As the user eagerly watches their map and ETA for their delivery or rideshare, a driver is hoping that their predetermined route will get them to their destination(s) as quickly and smoothly as possible.
With routes calculated using TomTom road data, drivers can feel secure knowing that their route was selected to best match the ETA given to their customer – meaning they’re less likely to be at risk for bad reviews or tension, as can happen when ETAs don’t match up.
When their route is first generated, a few different processes take place. The Routing API works in tandem with the Traffic API and Speed Profiles automatically, creating driving directions which avoid congested areas. Routes can usually be created with a simple A to B framework. For deliveries that include multiple stops, the routing engine can utilize Matrix Routing to find the best overall path between a set of locations.
Routes created in real-time use continually updated traffic information, while routes scheduled in the future (such as those with multiple stops) rely on heavily contributed, vetted historical traffic information. Speed Profiles use the same information to profile the average speeds at various times for given roads, helping the routing engine to decide the fastest possible route throughout the day.
Utilizing the traffic layer within the Routing API helps bridge communication between the driver on a busy route and their waiting customer. By providing minute-to-minute updates, traffic prediction helps managers drive trendlines for peak commuting times, special events, and redirections from road hazards, all of which affect pickup and destination travel times for all drivers. Traffic incidents alone pulled from our Traffic API can help reinforce updates. Pairing them with the Notifications API enables an application to message a user with up-to-the-minute ETAs.
Geofencing technology works hand in hand with the Notifications API to optimize last-mile alerts when deliveries or drivers are close to a destination or pickup point. When a driver passes a specific location, it can be set to trigger a certain perimeter alert without the driver’s action. The Geofencing API allows perimeters to be set around destination points, indicating when a driver is close to arriving. Then, the Notifications API takes over to send alerts to the customer that their delivery or driver is approaching their location.
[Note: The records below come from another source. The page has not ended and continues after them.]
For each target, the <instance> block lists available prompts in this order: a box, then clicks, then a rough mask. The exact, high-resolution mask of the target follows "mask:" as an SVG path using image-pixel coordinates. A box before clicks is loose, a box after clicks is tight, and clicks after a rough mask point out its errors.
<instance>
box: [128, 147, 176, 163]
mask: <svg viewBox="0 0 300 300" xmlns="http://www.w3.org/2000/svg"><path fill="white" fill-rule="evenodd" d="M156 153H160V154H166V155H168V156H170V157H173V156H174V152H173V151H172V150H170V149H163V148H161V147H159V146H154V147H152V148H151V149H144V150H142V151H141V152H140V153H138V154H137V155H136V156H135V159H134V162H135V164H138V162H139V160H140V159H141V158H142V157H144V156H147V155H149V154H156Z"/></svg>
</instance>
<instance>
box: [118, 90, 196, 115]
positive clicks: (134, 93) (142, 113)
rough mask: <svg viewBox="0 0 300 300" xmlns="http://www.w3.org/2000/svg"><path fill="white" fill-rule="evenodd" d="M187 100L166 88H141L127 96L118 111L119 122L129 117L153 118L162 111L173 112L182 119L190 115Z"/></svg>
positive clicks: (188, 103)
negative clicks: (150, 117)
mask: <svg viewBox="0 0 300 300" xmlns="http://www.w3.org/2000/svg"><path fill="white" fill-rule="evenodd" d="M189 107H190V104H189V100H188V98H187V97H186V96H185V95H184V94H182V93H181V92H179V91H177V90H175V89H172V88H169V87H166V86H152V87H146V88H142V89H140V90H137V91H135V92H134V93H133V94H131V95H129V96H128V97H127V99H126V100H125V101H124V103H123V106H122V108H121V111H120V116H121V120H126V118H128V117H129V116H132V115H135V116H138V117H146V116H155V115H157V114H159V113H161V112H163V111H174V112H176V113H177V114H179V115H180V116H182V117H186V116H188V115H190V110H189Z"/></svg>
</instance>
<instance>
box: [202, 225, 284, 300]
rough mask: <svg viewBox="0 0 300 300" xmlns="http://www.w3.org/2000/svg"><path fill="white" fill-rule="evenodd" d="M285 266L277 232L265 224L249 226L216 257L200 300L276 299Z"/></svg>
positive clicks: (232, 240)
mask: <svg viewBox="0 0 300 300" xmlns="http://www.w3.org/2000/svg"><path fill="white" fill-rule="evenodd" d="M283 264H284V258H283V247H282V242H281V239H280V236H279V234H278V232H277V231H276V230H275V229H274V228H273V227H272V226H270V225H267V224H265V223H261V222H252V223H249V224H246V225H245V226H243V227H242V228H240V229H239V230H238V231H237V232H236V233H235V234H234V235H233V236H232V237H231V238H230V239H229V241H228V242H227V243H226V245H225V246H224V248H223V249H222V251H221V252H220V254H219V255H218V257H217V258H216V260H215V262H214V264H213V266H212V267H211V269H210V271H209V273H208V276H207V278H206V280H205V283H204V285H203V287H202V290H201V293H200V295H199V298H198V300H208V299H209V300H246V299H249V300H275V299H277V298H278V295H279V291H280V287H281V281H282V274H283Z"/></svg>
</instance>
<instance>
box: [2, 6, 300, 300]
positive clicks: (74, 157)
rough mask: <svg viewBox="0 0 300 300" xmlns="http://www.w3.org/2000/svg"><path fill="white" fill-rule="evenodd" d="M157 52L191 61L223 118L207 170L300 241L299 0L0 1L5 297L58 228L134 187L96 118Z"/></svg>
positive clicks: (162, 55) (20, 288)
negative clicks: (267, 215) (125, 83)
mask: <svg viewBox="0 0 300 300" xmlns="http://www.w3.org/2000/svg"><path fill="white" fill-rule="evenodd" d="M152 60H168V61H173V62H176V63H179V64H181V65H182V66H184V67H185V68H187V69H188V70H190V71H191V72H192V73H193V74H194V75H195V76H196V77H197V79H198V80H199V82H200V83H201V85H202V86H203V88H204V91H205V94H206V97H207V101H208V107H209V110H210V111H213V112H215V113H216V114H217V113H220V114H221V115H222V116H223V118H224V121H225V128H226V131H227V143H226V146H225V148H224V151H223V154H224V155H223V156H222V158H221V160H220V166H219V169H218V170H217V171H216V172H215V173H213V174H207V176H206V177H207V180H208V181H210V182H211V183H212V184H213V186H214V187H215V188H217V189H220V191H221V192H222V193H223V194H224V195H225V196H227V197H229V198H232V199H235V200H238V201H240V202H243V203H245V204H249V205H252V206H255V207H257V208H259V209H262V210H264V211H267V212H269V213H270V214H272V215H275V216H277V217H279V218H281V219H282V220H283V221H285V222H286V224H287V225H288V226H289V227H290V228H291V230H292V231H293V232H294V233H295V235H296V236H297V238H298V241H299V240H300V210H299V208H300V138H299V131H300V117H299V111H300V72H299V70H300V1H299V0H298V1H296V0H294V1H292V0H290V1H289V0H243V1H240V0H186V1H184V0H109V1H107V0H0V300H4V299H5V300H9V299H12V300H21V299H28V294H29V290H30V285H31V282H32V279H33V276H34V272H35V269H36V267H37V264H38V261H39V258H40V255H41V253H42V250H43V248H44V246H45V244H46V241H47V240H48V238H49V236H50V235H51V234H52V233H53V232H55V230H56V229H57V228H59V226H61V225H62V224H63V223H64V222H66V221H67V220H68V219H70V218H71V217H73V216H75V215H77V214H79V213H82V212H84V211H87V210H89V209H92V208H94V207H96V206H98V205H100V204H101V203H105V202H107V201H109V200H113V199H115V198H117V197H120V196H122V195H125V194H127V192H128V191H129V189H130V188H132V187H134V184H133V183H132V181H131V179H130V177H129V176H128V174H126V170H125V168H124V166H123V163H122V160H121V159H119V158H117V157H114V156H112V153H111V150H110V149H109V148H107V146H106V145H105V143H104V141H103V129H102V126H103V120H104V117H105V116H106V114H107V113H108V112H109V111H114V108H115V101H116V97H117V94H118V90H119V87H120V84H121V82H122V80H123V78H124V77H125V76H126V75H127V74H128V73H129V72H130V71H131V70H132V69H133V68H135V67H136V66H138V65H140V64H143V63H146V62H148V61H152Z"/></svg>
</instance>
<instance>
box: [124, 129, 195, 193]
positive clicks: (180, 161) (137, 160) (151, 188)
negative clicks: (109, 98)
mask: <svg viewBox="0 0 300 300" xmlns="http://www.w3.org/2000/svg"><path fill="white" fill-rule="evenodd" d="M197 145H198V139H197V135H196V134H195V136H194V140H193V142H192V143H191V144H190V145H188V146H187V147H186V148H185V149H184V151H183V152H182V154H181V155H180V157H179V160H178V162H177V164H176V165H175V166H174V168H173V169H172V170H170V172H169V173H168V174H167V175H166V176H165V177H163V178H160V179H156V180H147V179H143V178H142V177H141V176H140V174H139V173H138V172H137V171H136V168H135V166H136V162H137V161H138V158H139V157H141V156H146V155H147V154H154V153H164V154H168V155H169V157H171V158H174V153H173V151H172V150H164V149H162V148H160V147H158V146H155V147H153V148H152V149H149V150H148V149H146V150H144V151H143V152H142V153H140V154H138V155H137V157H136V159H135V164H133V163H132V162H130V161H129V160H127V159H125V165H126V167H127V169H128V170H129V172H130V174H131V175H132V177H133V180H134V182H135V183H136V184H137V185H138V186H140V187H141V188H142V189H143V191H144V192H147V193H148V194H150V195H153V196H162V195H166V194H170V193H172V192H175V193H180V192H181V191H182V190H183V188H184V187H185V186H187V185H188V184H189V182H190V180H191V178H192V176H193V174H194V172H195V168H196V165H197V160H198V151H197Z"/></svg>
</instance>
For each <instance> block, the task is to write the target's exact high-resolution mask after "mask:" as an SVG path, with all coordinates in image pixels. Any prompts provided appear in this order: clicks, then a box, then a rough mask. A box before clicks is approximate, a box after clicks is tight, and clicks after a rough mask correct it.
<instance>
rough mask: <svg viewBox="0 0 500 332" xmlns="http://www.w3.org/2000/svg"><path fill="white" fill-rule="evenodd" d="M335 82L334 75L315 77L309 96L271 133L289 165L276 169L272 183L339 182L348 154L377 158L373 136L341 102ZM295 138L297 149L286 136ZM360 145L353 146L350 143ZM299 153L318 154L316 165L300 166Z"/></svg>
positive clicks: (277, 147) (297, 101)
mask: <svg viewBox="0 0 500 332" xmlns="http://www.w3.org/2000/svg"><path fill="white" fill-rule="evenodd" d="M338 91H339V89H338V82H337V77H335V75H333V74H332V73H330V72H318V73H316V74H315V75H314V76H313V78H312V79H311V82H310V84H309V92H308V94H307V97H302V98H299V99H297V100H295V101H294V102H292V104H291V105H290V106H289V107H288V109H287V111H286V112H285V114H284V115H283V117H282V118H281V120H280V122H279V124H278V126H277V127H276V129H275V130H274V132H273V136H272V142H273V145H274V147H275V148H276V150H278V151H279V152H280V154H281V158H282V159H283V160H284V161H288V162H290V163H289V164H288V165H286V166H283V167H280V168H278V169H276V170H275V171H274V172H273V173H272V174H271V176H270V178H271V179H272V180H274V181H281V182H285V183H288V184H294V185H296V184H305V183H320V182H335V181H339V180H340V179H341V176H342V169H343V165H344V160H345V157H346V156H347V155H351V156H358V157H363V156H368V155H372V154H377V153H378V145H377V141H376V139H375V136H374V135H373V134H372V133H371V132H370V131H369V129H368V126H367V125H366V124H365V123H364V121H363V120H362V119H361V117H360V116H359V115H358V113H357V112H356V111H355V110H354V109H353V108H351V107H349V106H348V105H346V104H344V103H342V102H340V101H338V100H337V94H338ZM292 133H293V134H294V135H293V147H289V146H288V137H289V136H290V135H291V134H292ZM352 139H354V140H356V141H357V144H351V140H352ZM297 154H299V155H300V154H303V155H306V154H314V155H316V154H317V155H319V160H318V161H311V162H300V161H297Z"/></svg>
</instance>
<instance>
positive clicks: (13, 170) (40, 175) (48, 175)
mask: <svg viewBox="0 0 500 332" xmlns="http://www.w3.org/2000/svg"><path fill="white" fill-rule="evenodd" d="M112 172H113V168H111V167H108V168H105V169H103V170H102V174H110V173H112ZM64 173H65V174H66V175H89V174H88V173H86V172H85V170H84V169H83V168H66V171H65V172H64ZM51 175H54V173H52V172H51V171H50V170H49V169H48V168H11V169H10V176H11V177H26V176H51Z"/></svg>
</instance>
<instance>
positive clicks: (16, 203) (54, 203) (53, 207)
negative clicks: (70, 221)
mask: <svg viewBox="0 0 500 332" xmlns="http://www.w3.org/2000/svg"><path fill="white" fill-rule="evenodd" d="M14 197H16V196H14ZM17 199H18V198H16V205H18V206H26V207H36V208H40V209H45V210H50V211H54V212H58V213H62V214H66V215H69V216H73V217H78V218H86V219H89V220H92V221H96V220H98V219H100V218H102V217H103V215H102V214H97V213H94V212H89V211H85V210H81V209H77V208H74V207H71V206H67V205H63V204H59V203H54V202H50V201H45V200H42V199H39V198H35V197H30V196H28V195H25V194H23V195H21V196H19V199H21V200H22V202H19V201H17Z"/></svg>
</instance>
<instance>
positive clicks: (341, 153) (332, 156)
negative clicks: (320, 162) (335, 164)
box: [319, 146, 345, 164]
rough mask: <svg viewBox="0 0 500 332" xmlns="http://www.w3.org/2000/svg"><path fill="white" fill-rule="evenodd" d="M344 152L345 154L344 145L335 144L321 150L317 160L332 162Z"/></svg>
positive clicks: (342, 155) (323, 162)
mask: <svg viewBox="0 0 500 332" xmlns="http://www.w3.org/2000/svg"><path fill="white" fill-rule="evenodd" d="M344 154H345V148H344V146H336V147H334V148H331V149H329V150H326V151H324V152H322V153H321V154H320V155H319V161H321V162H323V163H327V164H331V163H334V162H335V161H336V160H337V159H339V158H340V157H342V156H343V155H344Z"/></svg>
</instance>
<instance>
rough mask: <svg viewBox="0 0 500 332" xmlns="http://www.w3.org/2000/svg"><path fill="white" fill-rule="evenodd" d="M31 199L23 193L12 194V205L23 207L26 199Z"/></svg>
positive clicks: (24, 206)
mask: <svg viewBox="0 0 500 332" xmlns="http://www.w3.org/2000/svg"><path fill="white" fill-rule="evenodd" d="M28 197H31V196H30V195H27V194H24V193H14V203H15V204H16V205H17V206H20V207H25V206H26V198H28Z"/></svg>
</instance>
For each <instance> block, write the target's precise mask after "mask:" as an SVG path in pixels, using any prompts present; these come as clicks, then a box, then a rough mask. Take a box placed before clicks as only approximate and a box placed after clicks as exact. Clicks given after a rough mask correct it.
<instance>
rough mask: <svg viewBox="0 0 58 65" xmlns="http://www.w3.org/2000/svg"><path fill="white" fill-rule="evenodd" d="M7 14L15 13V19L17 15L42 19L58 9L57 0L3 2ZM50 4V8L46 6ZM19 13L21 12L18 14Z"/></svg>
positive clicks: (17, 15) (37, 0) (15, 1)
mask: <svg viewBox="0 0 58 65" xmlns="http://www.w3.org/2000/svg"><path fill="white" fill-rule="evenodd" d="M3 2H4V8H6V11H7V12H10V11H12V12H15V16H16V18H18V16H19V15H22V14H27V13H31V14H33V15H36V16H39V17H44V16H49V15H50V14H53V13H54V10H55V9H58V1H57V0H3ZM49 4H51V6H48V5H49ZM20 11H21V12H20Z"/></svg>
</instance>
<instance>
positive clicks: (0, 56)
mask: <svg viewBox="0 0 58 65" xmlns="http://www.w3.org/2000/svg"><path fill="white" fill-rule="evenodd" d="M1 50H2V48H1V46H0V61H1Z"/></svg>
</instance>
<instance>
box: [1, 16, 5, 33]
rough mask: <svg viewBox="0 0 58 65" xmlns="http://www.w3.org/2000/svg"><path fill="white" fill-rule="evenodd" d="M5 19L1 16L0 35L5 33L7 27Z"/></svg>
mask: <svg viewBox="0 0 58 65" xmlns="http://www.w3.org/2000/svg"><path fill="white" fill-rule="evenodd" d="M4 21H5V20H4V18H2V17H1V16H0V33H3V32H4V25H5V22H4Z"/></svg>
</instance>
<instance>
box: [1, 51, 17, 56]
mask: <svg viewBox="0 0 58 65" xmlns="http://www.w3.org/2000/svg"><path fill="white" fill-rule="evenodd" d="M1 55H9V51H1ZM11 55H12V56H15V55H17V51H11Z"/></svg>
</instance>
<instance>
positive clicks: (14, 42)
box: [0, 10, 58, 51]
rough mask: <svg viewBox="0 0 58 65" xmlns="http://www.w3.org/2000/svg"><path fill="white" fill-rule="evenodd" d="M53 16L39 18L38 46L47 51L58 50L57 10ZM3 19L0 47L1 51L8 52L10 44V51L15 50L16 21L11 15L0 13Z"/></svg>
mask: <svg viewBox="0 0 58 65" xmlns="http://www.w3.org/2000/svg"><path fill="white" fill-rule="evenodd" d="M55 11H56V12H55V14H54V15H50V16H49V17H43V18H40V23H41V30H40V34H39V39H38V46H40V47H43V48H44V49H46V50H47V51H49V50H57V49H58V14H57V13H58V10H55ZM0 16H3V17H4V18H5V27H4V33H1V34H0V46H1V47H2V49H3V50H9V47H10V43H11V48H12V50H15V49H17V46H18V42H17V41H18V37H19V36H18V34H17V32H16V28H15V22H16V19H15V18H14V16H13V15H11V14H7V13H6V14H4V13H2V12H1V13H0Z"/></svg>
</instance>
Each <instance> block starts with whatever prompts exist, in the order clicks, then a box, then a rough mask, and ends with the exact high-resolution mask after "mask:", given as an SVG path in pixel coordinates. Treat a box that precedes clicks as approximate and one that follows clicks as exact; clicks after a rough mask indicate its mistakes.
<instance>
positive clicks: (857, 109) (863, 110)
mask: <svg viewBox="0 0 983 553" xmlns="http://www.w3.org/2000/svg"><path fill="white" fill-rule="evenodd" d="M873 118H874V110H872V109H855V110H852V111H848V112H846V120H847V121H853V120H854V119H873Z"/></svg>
When a customer is finally picked up or their food is delivered, Reverse Geocoding combined with our advanced POI information translates latitude and longitude points into identifiable addresses, which include specific entry points for the address. This level of detail makes sure drivers are directed to the right side of the street and to the right doorway in a building—because no one likes when a driver has a hard time finding a delivery address, restaurant entrance or pickup point for rideshare.
By harnessing the power of these powerful routing resources combined, managers can ensure a smooth user experience, even during unpredicted incidents, heavy traffic, and popular delivery time windows. If users find an app reliable, they will continue to return to it for their ordering needs – which in turn will attract drivers seeking short waiting times between orders, so they can earn more per day of driving. Narrowing this waiting window keeps drivers driving more frequently with each app, increasing the bandwidth for meeting customer demand.
On-demand technology product managers have more to account for than ever, whether it’s updating their application or starting an entirely new project with a goal to connect the community in unpredictable times. Creating a strong foundation for both driver and user experiences is vital – not only to ensure that both keep choosing a given application again and again, but to show that anyone can harness advanced location intelligence to create innovative solutions for a mobile future.